In tiefer Nacht kommt der erste Mensch, den er den ganzen Tag lang gesehen hat, durch den Wald gewandert. Es ist ein altes armes Mütterchen mit gebeugtem Rücken und grauem Haar und einem Gesichte, das von vielen Sorgen vergrämt ist.
— »Das ist seltsam,« denkt der Spielmann. »Es ist mir, als wenn ich das alte Weiblein kennen müßte. Kann es möglich sein, daß das Mutter ist? Kann es möglich sein, daß Mutter so alt und grau geworden ist?«
Er ruft sie laut und bittet sie.
— »Mutter, Mutter, komm her zu mir!« sagt er.

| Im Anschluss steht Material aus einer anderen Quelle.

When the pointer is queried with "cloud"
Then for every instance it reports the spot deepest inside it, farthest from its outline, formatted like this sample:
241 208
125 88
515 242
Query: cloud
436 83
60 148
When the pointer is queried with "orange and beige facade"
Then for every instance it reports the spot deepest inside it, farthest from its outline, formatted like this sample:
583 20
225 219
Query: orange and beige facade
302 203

Sie bleibt wie unwillig stehen.
— »Ich höre, daß du der beste Spielmann in Värmland bist,« sagt sie. »Was hast du mit einem armen alten Weibe wie mir zu schaffen?«
— »Mutter, Mutter, geh nicht an mir vorbei,« ruft der Spielmann, »komm her und sieh mich an!«
Da kommt sie näher und sieht, wie er da sitzt und spielt. Das Gesicht ist bleich wie bei einem Toten, das Haar trieft von Schweiß, und das Blut perlt unter seinen Nagelwurzeln hervor.
— »Mutter,« sagt der Spielmann, »nun habe ich mich bald zu Tode gespielt, aber sage mir vorher noch, ob du mir verzeihen kannst, daß ich dich in deinem Alter einsam und arm hausen ließ?«
— »Ja, gewiß, in Gottes, des Erlösers, Namen verzeih ich dir,« sagt die Mutter.

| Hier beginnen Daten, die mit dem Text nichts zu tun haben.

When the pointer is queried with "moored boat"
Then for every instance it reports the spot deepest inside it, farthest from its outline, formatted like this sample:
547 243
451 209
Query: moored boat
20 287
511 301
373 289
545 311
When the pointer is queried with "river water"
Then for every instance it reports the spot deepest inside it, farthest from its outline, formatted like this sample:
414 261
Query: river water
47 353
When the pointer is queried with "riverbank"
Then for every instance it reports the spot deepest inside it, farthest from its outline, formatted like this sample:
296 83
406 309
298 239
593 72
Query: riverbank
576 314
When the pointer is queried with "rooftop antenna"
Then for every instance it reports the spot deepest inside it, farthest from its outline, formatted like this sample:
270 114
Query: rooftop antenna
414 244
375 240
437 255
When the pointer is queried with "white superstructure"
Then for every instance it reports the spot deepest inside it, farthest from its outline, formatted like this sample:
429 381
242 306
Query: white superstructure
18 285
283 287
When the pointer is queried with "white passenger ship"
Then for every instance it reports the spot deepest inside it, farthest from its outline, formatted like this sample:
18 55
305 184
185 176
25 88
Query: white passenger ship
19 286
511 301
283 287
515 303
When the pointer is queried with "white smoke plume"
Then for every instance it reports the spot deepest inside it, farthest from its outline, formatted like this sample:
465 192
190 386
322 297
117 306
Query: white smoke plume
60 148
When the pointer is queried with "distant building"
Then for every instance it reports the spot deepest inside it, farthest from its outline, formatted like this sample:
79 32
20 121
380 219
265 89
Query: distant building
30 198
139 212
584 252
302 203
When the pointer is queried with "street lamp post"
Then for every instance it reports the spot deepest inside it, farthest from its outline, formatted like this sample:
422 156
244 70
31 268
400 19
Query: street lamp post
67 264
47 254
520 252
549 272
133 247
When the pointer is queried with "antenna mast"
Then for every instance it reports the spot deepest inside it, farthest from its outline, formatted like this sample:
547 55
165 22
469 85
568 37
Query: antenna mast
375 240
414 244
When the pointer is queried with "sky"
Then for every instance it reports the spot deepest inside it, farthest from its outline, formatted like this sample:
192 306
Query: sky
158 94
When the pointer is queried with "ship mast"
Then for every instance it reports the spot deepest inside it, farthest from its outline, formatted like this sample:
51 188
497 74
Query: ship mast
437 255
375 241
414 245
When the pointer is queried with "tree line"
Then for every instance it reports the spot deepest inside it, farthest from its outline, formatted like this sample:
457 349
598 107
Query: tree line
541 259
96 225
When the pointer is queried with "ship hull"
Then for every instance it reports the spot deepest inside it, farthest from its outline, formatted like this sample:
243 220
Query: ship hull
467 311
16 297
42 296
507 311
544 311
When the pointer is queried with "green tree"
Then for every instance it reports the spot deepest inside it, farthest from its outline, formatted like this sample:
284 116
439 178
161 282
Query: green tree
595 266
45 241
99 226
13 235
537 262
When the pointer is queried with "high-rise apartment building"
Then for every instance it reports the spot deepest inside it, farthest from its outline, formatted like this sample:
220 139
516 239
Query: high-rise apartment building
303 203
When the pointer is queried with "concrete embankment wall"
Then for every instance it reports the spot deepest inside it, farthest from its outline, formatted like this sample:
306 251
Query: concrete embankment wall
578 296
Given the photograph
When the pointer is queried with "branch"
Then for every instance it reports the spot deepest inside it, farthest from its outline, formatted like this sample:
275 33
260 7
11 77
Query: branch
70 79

Aber wie sie dies sagt, bleibt der Bogen stehen, die Fiedel fällt aus den erstarrten Fingern zu Boden, und der Spielmann steht erlöst und gerettet auf. Denn der Zauber ist gebrochen, weil seine alte Mutter zu ihm gekommen ist und Gottes Namen über ihn ausgesprochen hat.